Conclusion The TET subfamily of RNA-binding proteins is intriguing because all three members have remarkably similar overall sequence and structure but carry out at least some distinct biological functions. The biochemical basis for such differentiation may lie in the small variations in sequence composition residing in the intrinsically disordered EAD and RGG-rich regions of TET proteins (see Fig. 1). To our knowledge, we have presented the first evidence for biochemical distinction within different TET RGG-boxes, namely the effect of conserved D residues in a subset of YGGDRGG TAF15 repeats. Considering the conservation of multiple YGGDRGG repeats unique to TAF15, our findings suggest that these repeats expand the functionality of TET RGG-boxes and thus will contribute to biological specialization of TAF15. Future insights into this proposition should arise from identification of proteins that specifically bind to YGGDRGG repeats. We have previously proposed that RGG-mediated TET repression is likely to be crucial for preventing large scale, promiscuous gene transcription.30,31 Further understanding of the molecular mechanism of repression should therefore provide insights into biological control of native TET proteins. The finding that RGG-mediated TET repression is not autonomous (as previously proposed 34) but instead requires additional trans-acting factors, paves the way for identification of such proteins. Yeast (S. cerevisiae) does not support repression and may provide a vehicle for identification of the putative mammalian protein(s) required for repression. Finally, repression is operative in insect cells indicating that the trans-acting factors required co-evolved with the TET RNA-binding domain (RBD). Further characterization of the Cabeza/SARFH RBD/RGG-boxes in insect cells may provide insights into the mechanism and additional proteins required for RGG box-mediated TET repression.

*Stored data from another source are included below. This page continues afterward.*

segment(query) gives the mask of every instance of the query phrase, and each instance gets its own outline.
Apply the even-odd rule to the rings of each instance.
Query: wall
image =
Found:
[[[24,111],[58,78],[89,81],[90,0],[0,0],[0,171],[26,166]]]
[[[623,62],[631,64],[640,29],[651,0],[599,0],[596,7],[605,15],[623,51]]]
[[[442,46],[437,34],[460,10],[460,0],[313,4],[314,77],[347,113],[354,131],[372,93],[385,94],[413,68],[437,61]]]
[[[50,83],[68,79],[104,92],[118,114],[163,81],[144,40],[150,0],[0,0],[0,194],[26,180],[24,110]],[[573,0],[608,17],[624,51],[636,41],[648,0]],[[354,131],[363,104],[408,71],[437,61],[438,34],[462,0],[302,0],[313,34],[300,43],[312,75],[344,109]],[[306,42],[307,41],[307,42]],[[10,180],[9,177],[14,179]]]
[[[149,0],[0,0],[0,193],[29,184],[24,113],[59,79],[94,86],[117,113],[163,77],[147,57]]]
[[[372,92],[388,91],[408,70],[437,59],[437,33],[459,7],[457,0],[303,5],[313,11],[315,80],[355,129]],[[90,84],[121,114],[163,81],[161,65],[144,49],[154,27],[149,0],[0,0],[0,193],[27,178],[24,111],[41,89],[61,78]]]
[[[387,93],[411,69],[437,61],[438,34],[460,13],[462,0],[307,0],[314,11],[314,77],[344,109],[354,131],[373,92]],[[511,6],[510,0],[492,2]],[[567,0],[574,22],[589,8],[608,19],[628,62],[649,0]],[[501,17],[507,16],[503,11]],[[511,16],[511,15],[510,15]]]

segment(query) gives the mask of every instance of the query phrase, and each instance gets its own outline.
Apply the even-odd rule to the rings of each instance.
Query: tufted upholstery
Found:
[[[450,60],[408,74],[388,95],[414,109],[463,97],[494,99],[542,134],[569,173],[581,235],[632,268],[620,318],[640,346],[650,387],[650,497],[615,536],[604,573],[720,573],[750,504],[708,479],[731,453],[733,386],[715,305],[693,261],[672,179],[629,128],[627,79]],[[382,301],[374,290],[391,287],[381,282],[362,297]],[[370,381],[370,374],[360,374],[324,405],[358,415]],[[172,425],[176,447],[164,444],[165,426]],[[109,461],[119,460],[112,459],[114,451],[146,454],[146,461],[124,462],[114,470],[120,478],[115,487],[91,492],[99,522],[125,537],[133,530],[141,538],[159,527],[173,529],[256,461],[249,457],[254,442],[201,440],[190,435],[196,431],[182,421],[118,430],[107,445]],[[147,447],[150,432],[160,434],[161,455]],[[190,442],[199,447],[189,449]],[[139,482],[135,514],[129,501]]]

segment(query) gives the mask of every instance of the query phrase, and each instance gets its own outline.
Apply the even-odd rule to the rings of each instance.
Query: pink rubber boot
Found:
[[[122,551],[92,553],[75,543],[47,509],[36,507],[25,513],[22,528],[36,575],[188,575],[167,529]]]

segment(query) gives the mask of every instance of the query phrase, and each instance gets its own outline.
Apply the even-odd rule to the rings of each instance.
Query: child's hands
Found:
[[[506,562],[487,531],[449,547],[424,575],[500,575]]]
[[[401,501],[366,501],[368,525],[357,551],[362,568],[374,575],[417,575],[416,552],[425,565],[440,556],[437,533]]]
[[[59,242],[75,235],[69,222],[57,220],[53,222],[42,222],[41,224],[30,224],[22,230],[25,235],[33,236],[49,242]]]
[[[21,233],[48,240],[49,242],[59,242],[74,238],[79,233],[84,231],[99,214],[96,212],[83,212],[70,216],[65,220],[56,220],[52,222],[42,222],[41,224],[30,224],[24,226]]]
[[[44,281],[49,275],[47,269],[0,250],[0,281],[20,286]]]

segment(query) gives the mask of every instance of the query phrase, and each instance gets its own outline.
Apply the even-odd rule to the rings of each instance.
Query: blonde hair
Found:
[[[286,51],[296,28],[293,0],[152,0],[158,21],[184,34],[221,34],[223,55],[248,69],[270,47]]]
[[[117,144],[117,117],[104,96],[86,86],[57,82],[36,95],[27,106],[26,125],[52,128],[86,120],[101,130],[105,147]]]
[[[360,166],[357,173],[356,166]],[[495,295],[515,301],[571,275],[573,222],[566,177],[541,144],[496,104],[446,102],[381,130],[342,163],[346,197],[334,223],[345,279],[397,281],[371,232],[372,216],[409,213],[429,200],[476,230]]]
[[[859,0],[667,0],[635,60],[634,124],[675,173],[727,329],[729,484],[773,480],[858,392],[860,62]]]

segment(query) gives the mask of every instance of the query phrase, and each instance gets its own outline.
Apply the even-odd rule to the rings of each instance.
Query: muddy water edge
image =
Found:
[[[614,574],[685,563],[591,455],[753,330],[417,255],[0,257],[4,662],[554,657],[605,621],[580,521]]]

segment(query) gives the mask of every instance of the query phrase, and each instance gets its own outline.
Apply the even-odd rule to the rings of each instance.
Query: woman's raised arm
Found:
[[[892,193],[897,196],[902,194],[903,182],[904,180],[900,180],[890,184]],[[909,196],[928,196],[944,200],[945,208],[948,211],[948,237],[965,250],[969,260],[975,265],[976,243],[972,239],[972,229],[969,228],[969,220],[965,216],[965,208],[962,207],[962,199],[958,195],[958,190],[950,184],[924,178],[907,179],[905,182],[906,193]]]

Materials and methods Plasmids

For in vitro transcription studies, pETG4VP16 was derived from pET15b (Promega) and expresses a histidine-tagged Gal4VP16 fusion protein corresponding to

148

B. L. CHAU ET AL.

that used for previous in vivo studies.31 pETG4VPSR4 expresses Gal4VP16 fusion containing four copies of the RGG rich SR4 peptide (Fig. 4) from EWS.31 The transcriptional reporter pG5E4TCAT was previously described.59 Yeast expression plasmids for Gal4 fusion proteins were derived from pGBT9 as previously described.39 All proteins expressed contain a c-terminal 7-residue peptide from SV40 T-antigen for detection by western blotting using KT3 antibody.60 For trans-activation experiments in yeast, the panel of EAD mutants have been functionally characterized in mammalian cells in the context of the natural EFP, EWS/ATF1 40 pG4DA, pG4DI, pG4DF, pG4REV, pG4D78 and pG4SCR were constructed by replacing the native EAD sequence in pG4/E28539 with the corresponding EAD sequences from pDA, pDI, pDF, pREV, pD78m and pSCR, respectively.40 Plasmids expressing Gal4VP16 derivatives for repression experiments in yeast were as follows. pVPRBD expresses a protein containing Gal4VP16 and the intact EWS RBD. pVPRM4 corresponds to pVPRBD but lacks the EWS RRM.30 pVPSR4 expresses a protein-containing Gal4VP16 and four copies of the RGG-rich SR4 peptide from EWS.31 pEADSR4 expresses a protein containing the intact EAD and four copies of the RGGrich SR4 peptide from EWS.31 Plasmids for expression in Sf21 insect cells were derived from pXINsect-DEST39 Gateway vector (Life Technologies). pDEST-57Z 61 expresses a well-characterized EWS/ATF1 derivative (57Z) containing residues 157 of the EWS-Activation-Domain (EAD) linked to the ATF1 portion of EWS/ATF1 except that the ATF1 bZip domain is substituted by the Zta bZip domain.42 pDEST57RZ expresses a protein (57RZ) corresponding to 57Z but containing the intact EWS RBD. The transcriptional activity of 57Z and 57RZ was detected using a reporter plasmid pZ7Luc containing a minimal promoter and seven Zta binding sites linked to luciferase.43 For experiments in mammalian cells, the transcriptional reporter pG1E4TCAT was previously described.59 Mammalian protein expression vectors were derived from pSG424 62 and proteins tagged with the epitope for monoclonal antibody KT3 60 pG4VP16 and pVPSR4 are as described previously.31 All other mammalian expression plasmids used express proteins that correspond to VPSR4 and containing the RGG-related test peptides as indicated in the figure legends and main text.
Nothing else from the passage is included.